A família dos vetivers - Parte 1
by : Roberto D'Angelo

Nos anos cinquenta, o perfume não fazia parte do universo masculino.

O termo perfume era associado ao universo feminino. Os homens dispunham apenas de artigos de higiene pessoal, como sabonetes, produtos para barbear, pomada e brilhantina para modelar os cabelos, necessários para manter um visual elegante e comportado.

Após a segunda guerra mundial o after shave tornou-se um item essencial para o homem moderno.

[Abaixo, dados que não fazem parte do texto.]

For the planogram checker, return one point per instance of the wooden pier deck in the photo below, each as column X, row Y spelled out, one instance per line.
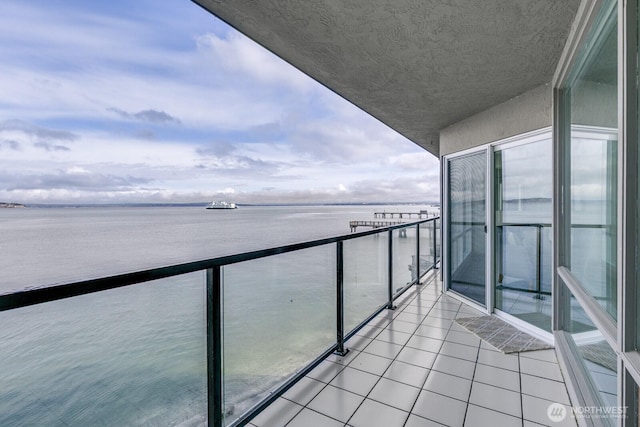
column 420, row 214
column 373, row 224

Devido ao alto teor alcoólico, era um antisséptico para aliviar a pele da sensação desconfortável da lâmina de barbear, e era também a única forma de se perfumar.

Vale ressaltar também estes produtos eram considerados artigo de luxo, usados somente em ocasiões especiais,

Nos anos 50, o mercado de perfumes começou a se segmentar por gêneros, marcando um período de consolidação da perfumaria masculina como um segmento de mercado distinto.

Naquela década foram lançadas fragrâncias masculinas icônicas que ajudaram a estabelecer esse mercado, como o Pour Monsieur da Chanel e o Monsieur da Givenchy, que apontavam uma demanda crescente, mas que ainda estava se desenvolvendo.

A perfumaria masculina moderna atingiu seu auge com a colaboração entre grandes estilistas e perfumistas, tornando o perfume um elemento essencial do estilo de vida francês e mundial.

Entre os lançamentos, dois perfumes em especial disputavam a atenção dos clientes ávidos por novidades: o Vetiver de Guerlain e Vetiver de Carven. ambos traziam uma novidade, a nota Vetiver, que definiu o universo masculino.